Beneficial effect of the present invention is: by calculating the mean square deviation of inter frame image absolute error average (MAD)
, with mean square deviation
characterize current video sequence motion state and calculate next frame threshold value.Make in to every frame video image denoising, in spatial domain, segmented moving mass and static block is processed respectively.Meanwhile, time-domain, with the mean square deviation of frame of video interframe MAD
calculate thresholding, dynamically analyzed the motion conditions of video sequence, make the calculating of thresholding more accurate.
Embodiment
Below in conjunction with flow chart, the present invention is described in more detail.

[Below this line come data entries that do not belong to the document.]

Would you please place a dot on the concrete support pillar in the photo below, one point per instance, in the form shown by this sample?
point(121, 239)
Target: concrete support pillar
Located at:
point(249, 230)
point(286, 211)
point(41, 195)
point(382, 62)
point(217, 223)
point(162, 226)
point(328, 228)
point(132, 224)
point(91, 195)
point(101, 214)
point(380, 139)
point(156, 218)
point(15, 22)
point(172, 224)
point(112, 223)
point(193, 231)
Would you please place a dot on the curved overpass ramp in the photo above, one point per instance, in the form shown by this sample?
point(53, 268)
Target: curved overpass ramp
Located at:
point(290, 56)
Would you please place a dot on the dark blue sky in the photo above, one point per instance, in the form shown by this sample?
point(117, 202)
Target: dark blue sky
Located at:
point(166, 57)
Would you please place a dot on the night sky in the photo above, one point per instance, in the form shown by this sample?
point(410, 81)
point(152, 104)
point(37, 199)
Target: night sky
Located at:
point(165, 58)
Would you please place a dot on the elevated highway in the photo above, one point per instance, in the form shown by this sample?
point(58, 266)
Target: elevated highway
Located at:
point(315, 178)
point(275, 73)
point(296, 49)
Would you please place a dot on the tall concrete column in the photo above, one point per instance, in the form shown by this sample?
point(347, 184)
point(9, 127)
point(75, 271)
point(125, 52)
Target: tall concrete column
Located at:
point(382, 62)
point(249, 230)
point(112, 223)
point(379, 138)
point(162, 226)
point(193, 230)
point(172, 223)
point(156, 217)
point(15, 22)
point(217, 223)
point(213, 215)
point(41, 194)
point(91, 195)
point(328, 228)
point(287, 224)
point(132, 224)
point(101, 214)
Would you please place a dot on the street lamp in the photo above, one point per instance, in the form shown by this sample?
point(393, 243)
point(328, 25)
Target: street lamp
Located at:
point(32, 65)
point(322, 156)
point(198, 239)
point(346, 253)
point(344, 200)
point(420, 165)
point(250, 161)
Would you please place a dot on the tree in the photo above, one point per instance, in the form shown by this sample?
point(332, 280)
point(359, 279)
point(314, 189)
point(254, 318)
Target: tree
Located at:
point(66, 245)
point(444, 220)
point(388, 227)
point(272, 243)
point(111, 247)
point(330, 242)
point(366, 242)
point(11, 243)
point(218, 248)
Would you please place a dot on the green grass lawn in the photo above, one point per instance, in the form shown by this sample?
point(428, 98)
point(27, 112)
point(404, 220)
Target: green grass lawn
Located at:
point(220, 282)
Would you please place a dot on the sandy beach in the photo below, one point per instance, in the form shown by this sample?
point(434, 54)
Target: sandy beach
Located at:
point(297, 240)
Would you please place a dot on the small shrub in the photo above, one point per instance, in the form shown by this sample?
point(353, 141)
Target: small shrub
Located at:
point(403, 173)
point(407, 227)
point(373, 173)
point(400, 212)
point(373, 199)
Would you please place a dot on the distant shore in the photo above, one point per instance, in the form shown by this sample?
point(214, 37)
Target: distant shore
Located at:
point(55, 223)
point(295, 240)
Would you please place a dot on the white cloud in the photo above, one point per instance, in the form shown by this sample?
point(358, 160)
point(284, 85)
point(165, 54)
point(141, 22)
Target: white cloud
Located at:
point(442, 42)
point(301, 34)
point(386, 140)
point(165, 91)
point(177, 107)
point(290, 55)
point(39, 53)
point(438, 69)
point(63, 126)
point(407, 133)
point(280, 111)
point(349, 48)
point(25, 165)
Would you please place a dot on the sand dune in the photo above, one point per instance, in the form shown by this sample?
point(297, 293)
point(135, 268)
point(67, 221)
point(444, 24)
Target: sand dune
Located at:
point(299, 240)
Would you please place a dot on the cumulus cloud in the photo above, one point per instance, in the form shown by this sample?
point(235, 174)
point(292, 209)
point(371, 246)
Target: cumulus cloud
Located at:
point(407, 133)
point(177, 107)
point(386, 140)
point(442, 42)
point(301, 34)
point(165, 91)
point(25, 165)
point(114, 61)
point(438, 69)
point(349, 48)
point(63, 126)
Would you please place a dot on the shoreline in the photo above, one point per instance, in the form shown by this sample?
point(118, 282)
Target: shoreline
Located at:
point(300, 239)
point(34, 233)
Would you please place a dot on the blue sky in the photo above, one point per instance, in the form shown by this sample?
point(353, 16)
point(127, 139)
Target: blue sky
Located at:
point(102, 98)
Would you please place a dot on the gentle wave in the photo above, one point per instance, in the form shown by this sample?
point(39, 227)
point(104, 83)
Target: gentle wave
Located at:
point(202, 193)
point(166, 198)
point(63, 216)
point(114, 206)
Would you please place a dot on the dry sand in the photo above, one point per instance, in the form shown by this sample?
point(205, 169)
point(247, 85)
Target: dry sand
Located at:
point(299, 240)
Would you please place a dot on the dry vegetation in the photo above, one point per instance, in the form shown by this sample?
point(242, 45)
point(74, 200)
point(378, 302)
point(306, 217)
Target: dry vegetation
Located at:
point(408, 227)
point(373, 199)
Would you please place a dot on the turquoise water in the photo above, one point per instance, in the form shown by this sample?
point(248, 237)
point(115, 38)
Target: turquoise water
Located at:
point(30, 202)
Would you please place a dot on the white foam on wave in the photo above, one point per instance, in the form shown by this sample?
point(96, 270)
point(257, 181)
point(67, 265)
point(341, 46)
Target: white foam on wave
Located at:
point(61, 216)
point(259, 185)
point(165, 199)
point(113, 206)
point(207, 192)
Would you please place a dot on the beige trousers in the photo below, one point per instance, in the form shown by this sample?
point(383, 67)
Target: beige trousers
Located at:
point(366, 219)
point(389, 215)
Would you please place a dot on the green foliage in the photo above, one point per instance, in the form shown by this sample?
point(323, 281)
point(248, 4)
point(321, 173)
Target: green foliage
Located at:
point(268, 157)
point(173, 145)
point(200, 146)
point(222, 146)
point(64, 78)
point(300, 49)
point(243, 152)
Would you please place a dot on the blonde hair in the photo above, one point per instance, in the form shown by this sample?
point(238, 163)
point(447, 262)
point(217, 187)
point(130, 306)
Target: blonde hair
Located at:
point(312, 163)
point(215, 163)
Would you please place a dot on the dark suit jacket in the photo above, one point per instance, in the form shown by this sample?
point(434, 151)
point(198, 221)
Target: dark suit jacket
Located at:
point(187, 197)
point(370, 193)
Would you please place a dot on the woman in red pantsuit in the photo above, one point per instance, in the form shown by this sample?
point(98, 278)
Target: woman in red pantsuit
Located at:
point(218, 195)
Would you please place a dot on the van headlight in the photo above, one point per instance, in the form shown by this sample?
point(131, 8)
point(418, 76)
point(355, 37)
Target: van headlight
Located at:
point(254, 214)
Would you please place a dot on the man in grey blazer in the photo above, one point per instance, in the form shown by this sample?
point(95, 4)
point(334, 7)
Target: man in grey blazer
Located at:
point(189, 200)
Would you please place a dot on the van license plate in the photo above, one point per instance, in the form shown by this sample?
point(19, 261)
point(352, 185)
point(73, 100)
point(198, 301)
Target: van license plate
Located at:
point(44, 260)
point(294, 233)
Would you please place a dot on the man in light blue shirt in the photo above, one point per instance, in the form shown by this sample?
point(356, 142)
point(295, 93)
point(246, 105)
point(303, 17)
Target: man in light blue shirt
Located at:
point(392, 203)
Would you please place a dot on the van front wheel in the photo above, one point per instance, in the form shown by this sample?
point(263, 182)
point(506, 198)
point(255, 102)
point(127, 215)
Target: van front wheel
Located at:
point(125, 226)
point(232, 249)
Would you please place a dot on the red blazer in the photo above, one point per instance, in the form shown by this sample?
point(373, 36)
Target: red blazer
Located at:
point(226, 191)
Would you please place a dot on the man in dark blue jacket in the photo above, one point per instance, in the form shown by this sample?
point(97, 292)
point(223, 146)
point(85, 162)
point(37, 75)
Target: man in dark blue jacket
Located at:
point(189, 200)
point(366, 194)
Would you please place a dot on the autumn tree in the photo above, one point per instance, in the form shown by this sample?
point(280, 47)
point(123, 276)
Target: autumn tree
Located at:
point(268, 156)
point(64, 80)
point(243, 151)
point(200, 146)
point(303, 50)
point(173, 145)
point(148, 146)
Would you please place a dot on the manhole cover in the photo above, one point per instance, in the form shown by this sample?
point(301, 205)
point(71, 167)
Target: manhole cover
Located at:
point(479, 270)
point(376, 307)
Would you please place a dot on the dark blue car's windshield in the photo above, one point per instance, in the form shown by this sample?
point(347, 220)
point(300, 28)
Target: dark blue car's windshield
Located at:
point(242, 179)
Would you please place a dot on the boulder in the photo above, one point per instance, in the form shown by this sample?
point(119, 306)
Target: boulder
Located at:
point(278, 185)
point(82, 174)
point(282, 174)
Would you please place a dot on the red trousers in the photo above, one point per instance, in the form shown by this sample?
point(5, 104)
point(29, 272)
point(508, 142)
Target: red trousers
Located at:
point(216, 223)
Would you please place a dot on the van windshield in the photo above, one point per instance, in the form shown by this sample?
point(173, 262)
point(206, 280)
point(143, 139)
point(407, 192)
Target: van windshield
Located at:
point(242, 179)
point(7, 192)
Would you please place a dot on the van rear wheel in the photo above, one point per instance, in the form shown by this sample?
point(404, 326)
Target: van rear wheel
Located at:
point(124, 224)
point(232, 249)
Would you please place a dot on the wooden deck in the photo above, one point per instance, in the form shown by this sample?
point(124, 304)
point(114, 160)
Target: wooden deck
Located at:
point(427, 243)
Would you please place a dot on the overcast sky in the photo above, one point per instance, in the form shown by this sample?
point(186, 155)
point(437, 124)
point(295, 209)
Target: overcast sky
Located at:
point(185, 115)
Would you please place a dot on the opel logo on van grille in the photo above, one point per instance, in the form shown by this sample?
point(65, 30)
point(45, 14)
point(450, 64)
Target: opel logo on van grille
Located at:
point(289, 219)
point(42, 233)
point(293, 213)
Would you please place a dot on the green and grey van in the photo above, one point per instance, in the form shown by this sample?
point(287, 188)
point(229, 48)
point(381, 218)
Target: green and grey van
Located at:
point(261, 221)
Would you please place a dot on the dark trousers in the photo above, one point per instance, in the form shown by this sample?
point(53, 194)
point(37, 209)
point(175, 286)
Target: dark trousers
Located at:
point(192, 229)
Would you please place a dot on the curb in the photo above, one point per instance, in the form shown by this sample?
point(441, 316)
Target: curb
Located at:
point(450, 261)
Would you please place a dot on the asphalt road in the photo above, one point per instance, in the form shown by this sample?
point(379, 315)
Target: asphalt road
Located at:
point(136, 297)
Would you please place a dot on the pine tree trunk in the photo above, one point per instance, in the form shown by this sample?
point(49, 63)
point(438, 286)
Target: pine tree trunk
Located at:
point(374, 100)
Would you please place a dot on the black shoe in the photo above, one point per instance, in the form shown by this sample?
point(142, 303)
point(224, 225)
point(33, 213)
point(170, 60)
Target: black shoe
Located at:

A. the raw video signal of input is divided into the frame of video of serial, with the Kuai Wei unit of 8x8 size, processes, judge whether this frame of video is denoising start frame, does not if it is process, former state output; If not, enter next step;
B. to current pending, carry out IIR filtering, obtain piece PBx.y (t), IIR Filtering Formula is:
Wherein, filter factor b1=0.85, a1=0.15, PBx.y (t-1) is filtered of same position in former frame, CB x.y (t) is current pending;
C. piece PBx.y (t) after current pending CBx.y (t) and filtering is carried out to difference, obtain MAD, thereby obtain mean square deviation
, formula is:
D.: by present frame threshold value and
compare and judge, being greater than
current block is moving mass, is less than
current block is static block, and first processed frame is first set to an initial threshold, and follow-up this threshold value dynamically updates, and judges whether present frame finishes, and if not, returns to step b, if so, enters next step;
E. travel through a two field picture, obtain the attribute list Tc of each piece in a two field picture, and then these piece attribute lists Tc is carried out to the filtering of morphology opening operation, remove isolated attribute block, again obtain piece attribute list Tp in present frame,
Wherein B represents to carry out the structural element of opening operation, adopts the cross template of 3x3;
F. by the T that tables look-up
p, moving mass is carried out to airspace filter, static block is carried out to IIR filtering, airspace filter adopts non-linear filtering, and the value of certain pixel in digital image sequence is replaced with the Mesophyticum of the value of each point in this vertex neighborhood, and medium filtering is defined as follows:
If the neighborhood territory pixel of object pixel is
, the large minispread according to value of n number is as follows:
After filtering, the value of object pixel is:
Interframe IIR filtering implementation is as follows:
PB
t(i,j)?=?0.8*PB
t-1?(i,j)?+?0.2*CB
?t(i,j);
G. calculate present frame MAD value variance, variance computational methods are as follows:
?;
H. predict next frame threshold value, dynamic noise in actual video frame, mostly is white noise, and obeying average is 0, and variance is
gaussian Profile, be located at certain hour scope, i.e. the adjacent two frames appearance of not moving, the difference between image is mainly caused have by noise:
In formula
representing the value of scene, because of without motion, is definite value, and n (t) represents noise, is changing value, and obeying average is 0, and variance is
gaussian Profile, inter-frame difference image is defined as:
Suppose to exist without motion, calculate difference image and face mutually the probability that 3 pieces are all greater than threshold value TH or are all less than threshold value TH,
Facing mutually the probability that 3 pieces are greater than threshold value is:
Suppose
be 5, when TH gets 1 times
time, calculating probability is 0.004, when getting TH, is 2 times
time, calculating probability is 1.178x
, this is a minimum probability event, in like manner, gets one and is a bit larger tham variance
threshold value, be also a minimum probability event, consider the feature of actual video sequence, this algorithm is got threshold value
;
I. return to step b, by the sequence of steps of b, c, d, e, f, g, h, circulate, traversal frame of video, obtains the sequence of frames of video after denoising.